Forex Trading as a Perfect Competition on Global Market

December 24, 2011 by  
Filed under Forex Trading

Foreign exchange market or currency market is a financial market for trading currencies, the market has global scope and decentralized to smaller market which usually decentralized by countries. The anchors for the decentralized market is the financial centers around the globe, it plays the function of connecting various kind of sellers and buyers in wide range of areas during the working days and hours. The currency market also plays its function assisting international trade and also investment. This function is managed by providing conversion on the currencies used for international trading and international investment. The conversion allows international trades conducted in various currencies, the buyer can buy from the seller in the buyer’s currency and vice versa. The market also plays important part in the speculation of currency values and also the carry trade, it is the changes of interest rates between two currencies which also the subject of speculation in the foreign exchange market.

The transactions in the foreign exchange market is engaged by the purchase of a quantity of currency by a buyer and the buyer pay the seller in another currency in equal value based on the condition of the market prices.

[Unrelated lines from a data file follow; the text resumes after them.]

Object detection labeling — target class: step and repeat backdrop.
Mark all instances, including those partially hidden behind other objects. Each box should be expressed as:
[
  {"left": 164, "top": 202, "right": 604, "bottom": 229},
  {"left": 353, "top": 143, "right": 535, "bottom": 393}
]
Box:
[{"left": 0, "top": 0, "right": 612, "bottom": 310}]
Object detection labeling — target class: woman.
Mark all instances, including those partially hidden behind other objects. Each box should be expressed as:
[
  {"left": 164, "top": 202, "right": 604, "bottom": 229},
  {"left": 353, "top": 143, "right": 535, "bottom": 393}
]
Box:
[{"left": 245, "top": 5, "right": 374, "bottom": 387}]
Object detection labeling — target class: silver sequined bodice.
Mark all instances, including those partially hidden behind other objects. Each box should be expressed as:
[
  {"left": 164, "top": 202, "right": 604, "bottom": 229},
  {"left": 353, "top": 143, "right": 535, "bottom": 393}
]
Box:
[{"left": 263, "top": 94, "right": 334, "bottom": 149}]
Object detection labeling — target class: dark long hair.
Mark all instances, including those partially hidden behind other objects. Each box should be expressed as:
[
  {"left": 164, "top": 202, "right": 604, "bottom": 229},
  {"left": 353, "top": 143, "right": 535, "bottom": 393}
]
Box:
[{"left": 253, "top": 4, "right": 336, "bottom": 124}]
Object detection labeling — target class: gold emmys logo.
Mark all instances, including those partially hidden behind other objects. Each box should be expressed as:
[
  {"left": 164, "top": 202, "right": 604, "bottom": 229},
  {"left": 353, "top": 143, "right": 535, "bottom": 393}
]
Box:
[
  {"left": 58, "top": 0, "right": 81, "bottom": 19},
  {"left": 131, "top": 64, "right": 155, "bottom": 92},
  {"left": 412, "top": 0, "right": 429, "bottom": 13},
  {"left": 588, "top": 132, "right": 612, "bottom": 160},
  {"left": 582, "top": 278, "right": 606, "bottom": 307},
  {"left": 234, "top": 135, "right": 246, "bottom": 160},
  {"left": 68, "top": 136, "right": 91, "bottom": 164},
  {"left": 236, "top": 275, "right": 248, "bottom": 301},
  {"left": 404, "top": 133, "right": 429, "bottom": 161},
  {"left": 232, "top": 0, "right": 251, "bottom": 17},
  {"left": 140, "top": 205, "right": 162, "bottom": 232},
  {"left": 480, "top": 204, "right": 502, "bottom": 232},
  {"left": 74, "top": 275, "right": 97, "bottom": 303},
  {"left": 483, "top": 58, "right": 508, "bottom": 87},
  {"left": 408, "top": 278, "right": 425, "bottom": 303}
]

The foreign exchange market is a unique market because of its geographical dispersion and also the 24 hours transactions except on the weekends. The trading will be started at 20:15 GMT on Sunday and the market will be closed on Friday at 22:00 GMT. The market has various aspects and factors that affect the exchange rates, it creates a dynamic market that can fluctuate second by second based on the affecting factors and aspects. This can leads to speculations which even make the market more and more dynamic. Forex Trading also represent the largest asset class in the global transactions of liquidity. The currency market also mentioned as the ideal example of perfect market competition although there might be interventions on the market and the trading by central banks whenever there is currency intervention policy made by a country that owns a currency.